The Green Party is backing Energy Minister Gabriel’s plans for a climate levy on old coal-fired power stations and has accused the trade unions of propaganda “on the back of the employees” in the brown coal (lignite) industry, dpa writes. Trade union Verdi had warned that 100,000 jobs would be lost because of the climate levy, “despite the fact that only 20,000 people work in the brown coal sector,” the Greens leadership said. Minister Gabriel’s suggestion was a mere drop in the ocean and would not lead to an end of brown coal power generation, they said.
Read the article in German here.
“Wind power: Germany top in Europe”
Berlin infographic-outlet Strom-Report has compiled figures on Germany’s wind power sector, showing that with 24,867 installed turbines with a capacity of 38,115 megawatts, the country is leading wind development in Europe.

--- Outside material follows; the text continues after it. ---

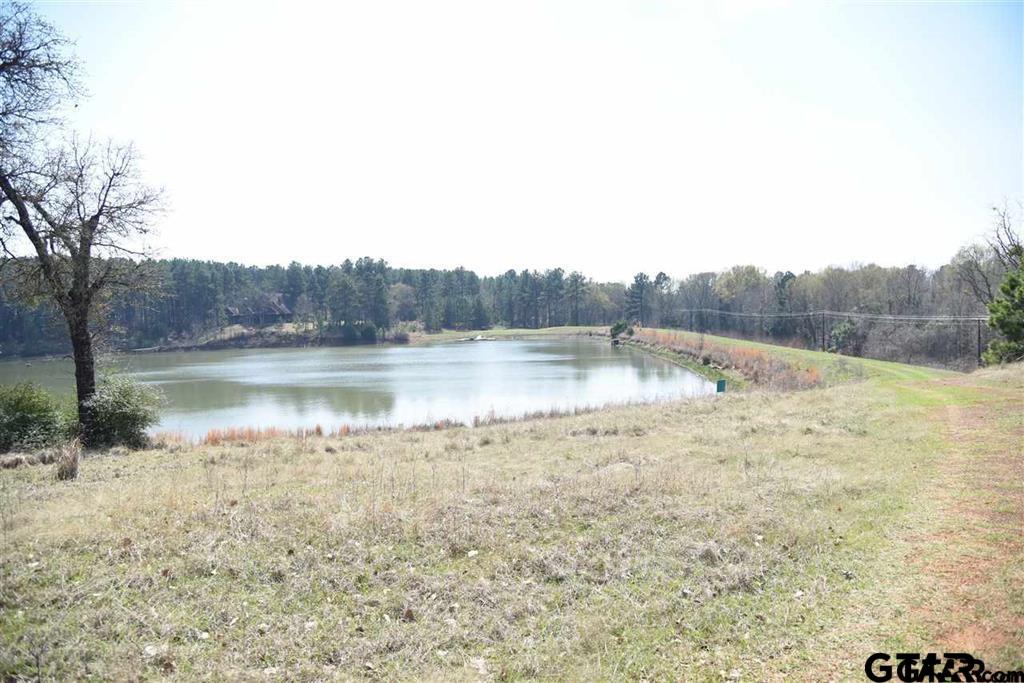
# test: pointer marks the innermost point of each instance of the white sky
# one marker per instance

See the infographic and factsheet in English here.
Bundesverband Windenergie / DIW Econ
“Energy transition increases employment”
Consultancy DIW Econ has published a study for the German Wind Energy Association (BWE), showing that the transition to renewable energies has a positive net-effect on employment in Germany. Citing the findings from researchers at GWS, Prognos and EWI (2014), the authors say that an average of 18,000 jobs are added every year because of the energy transformation. They compare these figures to the number of jobs in mineral oil and coking in Germany (18,982) and the job growth in the chemicals industry of an added 16,800 between 2008 and 2013.
See the study in German here.
Study on effect of climate change on national fragility
A new study entitled “A New Climate for Peace – Taking Action on Climate and Fragility Risks“ by consultancies Adelphi (Berlin), International Alert (London), Woodrow Wilson Center (Washington DC) and the EU Institute for Security Studies (Paris) will serve as a basis for the G7 foreign ministers' talks in Lübeck this week, the German Foreign Office said. “Climate change makes it more difficult to deal with urbanisation, environment degradation and population growth and it poses a growing challenge for peace and stability,” Germany’s Foreign Minister Frank-Walter Steinmeier said in Berlin. He said the study would be used as a basis to develop joint measures on these issues, which was particularly important with the UN climate conference in Paris in mind. The study will be published after the G7 event in Lübeck finishes on Wednesday, the Foreign Office said.